Rather than part of the image, or the names in the text chunks, being “not like the others,” perhaps something with one of these tEXt chunks is not like the other. If the chunks in this PNG file are not formatted properly, then surely there is a tool to help us find the bad chunks.

Luckily, there is. The particular tool that I used is called pngcheck. It can be found here: http://www.libpng.org/pub/png/apps/pngcheck.html. This tool will scan and make sure that a PNG image is formatted properly. Running pngcheck on the image:

brad@bt[~/Desktop]
[16:10]: pngcheck version1.png
version1.pngĀ  CRC error in chunk tEXt (computed 5005ed3c, expected 26594131)
ERROR: version1.png

shows that there is an error with a tEXt chunk! But which one is it?

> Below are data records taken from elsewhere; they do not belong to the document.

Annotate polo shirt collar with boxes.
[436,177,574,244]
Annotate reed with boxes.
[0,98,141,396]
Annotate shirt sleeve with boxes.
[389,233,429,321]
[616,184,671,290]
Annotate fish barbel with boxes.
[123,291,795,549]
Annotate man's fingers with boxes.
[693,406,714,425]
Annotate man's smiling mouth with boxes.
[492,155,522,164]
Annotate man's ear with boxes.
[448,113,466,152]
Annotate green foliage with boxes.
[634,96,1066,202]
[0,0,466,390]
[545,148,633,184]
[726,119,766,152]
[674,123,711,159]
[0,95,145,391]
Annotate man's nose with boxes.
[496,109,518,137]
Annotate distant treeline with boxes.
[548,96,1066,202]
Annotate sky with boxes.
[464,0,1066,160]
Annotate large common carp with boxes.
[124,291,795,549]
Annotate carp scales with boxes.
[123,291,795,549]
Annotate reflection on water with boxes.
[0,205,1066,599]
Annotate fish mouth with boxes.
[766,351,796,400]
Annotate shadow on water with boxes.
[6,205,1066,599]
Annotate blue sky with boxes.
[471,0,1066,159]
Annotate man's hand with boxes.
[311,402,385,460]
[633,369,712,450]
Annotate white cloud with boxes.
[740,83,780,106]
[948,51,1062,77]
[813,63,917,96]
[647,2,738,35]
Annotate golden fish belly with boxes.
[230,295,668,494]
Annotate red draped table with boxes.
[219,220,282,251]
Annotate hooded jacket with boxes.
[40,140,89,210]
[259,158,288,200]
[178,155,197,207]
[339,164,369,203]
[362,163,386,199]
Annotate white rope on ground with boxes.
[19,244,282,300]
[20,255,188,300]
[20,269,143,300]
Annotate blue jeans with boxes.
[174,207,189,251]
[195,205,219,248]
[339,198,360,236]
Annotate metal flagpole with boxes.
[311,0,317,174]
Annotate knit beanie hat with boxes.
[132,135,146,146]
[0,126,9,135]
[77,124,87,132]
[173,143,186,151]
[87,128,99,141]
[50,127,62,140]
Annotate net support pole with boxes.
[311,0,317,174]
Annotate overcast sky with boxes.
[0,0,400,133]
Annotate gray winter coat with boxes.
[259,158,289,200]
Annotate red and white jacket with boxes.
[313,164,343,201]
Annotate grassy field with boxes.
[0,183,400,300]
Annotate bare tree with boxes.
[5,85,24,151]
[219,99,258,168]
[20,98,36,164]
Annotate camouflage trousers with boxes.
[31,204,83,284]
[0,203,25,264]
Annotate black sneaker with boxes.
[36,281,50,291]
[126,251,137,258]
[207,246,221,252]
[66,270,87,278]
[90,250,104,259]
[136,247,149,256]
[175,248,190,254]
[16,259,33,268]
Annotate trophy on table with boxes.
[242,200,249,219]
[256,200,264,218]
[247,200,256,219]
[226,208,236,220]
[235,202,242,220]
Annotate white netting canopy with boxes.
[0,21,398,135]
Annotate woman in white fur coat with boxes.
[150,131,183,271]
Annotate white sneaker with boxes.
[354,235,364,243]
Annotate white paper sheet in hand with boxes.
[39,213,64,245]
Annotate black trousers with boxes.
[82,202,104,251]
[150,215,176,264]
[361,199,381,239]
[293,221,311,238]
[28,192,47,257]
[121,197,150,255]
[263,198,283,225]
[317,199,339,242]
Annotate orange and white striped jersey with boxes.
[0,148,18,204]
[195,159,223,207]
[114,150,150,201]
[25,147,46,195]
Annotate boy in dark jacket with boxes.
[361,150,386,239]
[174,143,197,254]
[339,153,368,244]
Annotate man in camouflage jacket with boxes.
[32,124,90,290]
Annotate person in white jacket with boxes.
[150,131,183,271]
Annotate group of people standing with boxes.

We will check the help documentation for pngcheck:

brad@bt[~/Desktop]
[16:11]: pngcheck
PNGcheck, version 2.3.0 of 7 July 2007,
   by Alexander Lehmann, Andreas Dilger and Greg Roelofs.

Test PNG, JNG or MNG image files for corruption, and print size/type info.

Usage:  pngcheck [-7cfpqtv] file.{png|jng|mng} [file2.{png|jng|mng} [...]]
   or:  ... | pngcheck [-7cfpqstvx]
   or:  pngcheck [-7cfpqstvx] file-containing-PNGs...

Options:
   -7  print contents of tEXt chunks, escape chars >=128 (for 7-bit terminals)
   -c  colorize output (for ANSI terminals)
   -f  force continuation even after major errors
   -p  print contents of PLTE, tRNS, hIST, sPLT and PPLT (can be used with -q)
   -q  test quietly (output only errors)
   -s  search for PNGs within another file
   -t  print contents of tEXt chunks (can be used with -q)
   -v  test verbosely (print most chunk data)
   -x  search for PNGs within another file and extract them when found

Note:  MNG support is more informational than conformance-oriented.

If we run pngcheck with the -7 flag, then we should see where the bad tEXt chunk is.

brad@bt[~/Desktop]
[16:11]: pngcheck -7 version1.png
File: version1.png (1443898 bytes)
XML:com.adobe.xmp:
    (no translated keyword, 393 bytes of UTF-8 text)
comment:
    key{rodney danielle}
comment:
    key{matthieu blayne}
<<<<<<<<<<<<<<<<<<<<<<<<<<<<< SNIP >>>>>>>>>>>>>>>>>>>>>>>>>>>>
comment:
    key{nguyen willie}
comment:
    key{takeuchi gregory}
version1.png  CRC error in chunk tEXt (computed 5005ed3c, expected 26594131)
ERROR: version1.png

So we see that key{takeuchi gregory} is the tEXt chunk that was bad. Submitting “takeuchi gregory” to the scoreboard yielded in solving the challenge.